Flip the branch condition and so an early return?

412

std::min

421

auto here and in the next line.

527

move the BFI computation to a lambda maybe?

721

Instead of using two variables with similar names, why not initialize the uint64_t to 0 above the previous if and inside the if do F->getEntryCount()->getValue() ?

davidxl marked 10 inline comments as done.May 12 2017, 1:36 PM
davidxl added inline comments.
lib/Transforms/IPO/PartialInlining.cpp
66

Updated the comment.

166

The ; will be @column 80 which clang-format does not like.

721

Both vars are used later.
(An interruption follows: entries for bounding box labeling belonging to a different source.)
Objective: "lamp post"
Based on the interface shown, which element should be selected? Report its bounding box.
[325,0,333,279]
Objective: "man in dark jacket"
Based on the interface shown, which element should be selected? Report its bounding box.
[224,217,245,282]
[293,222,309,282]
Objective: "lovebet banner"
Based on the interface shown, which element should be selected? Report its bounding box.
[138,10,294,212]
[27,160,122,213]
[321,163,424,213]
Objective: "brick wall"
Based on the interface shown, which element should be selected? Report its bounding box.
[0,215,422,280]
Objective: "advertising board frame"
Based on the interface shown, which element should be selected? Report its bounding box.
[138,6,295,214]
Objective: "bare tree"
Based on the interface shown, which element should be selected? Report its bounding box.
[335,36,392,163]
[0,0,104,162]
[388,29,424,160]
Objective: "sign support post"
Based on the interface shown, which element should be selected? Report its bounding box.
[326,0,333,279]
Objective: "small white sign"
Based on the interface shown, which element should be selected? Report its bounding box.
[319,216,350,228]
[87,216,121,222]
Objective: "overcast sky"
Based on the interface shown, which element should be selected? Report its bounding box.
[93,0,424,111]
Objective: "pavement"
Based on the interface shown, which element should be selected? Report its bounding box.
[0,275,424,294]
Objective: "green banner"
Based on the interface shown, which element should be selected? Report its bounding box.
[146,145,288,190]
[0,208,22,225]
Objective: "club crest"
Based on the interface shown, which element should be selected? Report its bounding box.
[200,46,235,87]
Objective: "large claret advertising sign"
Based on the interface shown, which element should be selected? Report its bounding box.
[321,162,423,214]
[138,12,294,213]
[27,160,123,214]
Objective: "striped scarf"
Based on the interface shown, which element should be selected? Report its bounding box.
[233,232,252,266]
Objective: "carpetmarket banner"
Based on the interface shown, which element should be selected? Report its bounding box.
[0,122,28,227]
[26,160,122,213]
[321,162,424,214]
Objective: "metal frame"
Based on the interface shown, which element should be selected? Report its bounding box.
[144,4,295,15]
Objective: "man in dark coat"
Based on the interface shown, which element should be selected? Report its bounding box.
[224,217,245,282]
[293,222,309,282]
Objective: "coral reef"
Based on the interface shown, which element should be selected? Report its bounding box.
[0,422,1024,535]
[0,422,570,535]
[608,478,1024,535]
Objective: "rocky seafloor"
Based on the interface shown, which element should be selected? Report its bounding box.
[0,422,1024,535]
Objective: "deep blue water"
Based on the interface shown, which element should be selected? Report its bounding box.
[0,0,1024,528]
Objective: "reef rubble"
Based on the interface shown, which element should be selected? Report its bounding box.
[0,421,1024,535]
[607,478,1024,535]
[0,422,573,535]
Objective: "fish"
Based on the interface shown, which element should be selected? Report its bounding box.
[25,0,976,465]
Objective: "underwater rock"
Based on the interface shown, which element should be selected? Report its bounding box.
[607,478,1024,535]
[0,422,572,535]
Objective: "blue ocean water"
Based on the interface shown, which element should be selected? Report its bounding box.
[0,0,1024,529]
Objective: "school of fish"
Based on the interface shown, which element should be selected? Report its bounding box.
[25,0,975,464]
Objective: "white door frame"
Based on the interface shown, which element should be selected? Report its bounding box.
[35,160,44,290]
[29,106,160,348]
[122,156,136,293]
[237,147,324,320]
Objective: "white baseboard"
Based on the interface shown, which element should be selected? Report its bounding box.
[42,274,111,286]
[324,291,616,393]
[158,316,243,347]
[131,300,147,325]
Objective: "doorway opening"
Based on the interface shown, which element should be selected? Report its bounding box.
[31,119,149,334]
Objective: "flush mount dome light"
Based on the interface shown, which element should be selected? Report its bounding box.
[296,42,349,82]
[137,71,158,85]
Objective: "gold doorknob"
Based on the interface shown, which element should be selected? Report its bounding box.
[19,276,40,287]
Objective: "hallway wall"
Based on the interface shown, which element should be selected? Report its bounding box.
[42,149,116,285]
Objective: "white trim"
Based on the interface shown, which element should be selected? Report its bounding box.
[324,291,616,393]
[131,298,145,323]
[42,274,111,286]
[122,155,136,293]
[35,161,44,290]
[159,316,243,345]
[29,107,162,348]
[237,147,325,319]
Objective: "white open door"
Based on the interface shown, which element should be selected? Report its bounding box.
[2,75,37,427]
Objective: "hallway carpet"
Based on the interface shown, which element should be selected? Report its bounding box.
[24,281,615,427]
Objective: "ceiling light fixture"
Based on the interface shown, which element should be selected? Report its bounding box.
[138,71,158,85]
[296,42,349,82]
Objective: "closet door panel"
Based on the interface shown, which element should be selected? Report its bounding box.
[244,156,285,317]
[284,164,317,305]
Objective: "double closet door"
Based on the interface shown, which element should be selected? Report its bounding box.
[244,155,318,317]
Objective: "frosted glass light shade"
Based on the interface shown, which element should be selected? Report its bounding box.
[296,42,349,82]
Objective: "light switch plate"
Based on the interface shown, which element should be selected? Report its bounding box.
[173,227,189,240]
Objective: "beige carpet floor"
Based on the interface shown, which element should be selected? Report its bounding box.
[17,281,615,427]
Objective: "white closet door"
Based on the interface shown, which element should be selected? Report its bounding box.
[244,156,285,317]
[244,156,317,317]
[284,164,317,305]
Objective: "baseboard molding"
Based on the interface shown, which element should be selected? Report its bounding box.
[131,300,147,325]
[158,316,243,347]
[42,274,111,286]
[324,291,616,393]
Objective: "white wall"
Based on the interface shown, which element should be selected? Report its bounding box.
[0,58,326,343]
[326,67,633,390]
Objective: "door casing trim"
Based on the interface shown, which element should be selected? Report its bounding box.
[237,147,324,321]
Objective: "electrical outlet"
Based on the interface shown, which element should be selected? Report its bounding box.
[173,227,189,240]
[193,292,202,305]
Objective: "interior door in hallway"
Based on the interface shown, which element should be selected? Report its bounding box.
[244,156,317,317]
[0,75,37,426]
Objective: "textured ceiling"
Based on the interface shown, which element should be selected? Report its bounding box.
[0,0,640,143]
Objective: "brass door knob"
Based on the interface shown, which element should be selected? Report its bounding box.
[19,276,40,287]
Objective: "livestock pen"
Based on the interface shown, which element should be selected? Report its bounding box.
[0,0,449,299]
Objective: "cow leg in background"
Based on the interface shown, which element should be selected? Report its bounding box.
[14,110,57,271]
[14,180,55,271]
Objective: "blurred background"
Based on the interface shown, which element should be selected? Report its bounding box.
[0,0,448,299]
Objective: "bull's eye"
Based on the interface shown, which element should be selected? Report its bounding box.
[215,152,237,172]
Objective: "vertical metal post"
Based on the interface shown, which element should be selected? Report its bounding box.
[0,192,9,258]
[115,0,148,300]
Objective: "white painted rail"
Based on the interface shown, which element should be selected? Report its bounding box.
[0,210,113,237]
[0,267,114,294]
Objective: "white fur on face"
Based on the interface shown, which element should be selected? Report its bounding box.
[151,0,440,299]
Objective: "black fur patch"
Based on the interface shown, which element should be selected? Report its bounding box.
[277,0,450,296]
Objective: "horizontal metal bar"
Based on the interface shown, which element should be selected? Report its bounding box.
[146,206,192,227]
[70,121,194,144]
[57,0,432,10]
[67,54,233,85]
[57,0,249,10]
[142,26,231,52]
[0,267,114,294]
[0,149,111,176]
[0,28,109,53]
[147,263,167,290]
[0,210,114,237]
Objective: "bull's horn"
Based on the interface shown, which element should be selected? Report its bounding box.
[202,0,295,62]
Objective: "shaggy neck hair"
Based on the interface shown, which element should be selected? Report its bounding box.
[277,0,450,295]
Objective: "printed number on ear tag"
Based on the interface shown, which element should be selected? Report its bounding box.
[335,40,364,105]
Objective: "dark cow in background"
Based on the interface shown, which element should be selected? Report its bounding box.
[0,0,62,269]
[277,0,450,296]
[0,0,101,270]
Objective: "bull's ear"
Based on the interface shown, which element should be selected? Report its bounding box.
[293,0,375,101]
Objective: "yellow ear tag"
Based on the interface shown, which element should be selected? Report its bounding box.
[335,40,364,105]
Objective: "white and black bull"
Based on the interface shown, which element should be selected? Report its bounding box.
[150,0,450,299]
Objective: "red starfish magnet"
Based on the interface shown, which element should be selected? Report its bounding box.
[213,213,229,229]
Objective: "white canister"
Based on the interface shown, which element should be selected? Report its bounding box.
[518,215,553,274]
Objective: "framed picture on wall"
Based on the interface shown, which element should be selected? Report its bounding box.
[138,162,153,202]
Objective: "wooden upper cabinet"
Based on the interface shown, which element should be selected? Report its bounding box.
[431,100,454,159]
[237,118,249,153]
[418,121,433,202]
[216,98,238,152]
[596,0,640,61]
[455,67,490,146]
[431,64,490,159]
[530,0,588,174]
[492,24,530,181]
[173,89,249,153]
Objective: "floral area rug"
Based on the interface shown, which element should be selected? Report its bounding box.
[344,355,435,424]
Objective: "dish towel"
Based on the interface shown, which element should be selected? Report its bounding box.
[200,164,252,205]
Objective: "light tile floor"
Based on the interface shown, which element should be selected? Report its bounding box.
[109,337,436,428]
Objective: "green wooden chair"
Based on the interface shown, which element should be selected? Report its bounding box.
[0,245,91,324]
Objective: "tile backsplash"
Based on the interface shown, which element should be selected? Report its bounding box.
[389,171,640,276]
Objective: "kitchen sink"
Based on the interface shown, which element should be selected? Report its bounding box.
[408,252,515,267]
I changed the second var name to make it look friendiler.

davidxl updated this revision to Diff 98834.May 12 2017, 1:37 PM

Address review feedbacks.

eraman accepted this revision.May 12 2017, 1:43 PM

LGTM

lib/Transforms/IPO/PartialInlining.cpp
421

I think you can use auto for NormWeightedRCost also.

This revision is now accepted and ready to land.May 12 2017, 1:43 PM
This revision was automatically updated to reflect the committed changes.